V Cool T-shirt: Codierung Gedanken
Designed a T-shirt that I’m unreasonably pleased with. It’s inspired by Heinrich Heine’s Nachtgedanken — “Night Thoughts” — which is a poem about lying awake at night, unable to sleep because your mind won’t shut up about Germany. Every coder knows that feeling, except replace “Germany” with “that bug in the sprite multiplexer that only triggers on badline 51.”
The Adaptation
The original poem opens with Heine being kept awake by thoughts of his homeland. I reworked it into:
Thinking of Coding in the eventide,
I am of my sleep deprived.
Below the text there’s a pseudo-code visual representation — a nod to programming logic rendered as a visual pattern. The whole thing looks like something between a concert T-shirt and an obscure European art print, which is exactly the aesthetic I was going for.
The Coder’s Insomnia Problem
This is painfully autobiographical. Working on Parallaxian and Deep Winter simultaneously means there’s always some unresolved coding problem rattling around in my head at 2am.

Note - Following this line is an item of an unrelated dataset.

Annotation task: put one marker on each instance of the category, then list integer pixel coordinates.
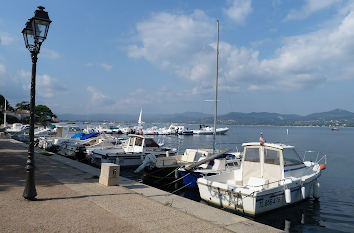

You close the assembler, you step away from the monitor, you get into bed — and your brain immediately starts optimising that IRST chain you were struggling with earlier. Or you suddenly realise why your NMI handler is dropping sprites on the third multiplex pass. Or you spot the off-by-one error in your scroll offset calculation that’s been causing that single-pixel glitch for weeks.
The worst part is that the 3am revelations are usually correct. So you can’t just dismiss them and go to sleep. You have to get up, scribble the fix on a notepad (or, let’s be honest, fire up the assembler again), and then try to sleep with the smug satisfaction of having solved the problem but the certain knowledge that there are fifteen more waiting for tomorrow night.
Heine had it easy. At least Germany wasn’t going to crash with a blank screen if he got the raster timing wrong.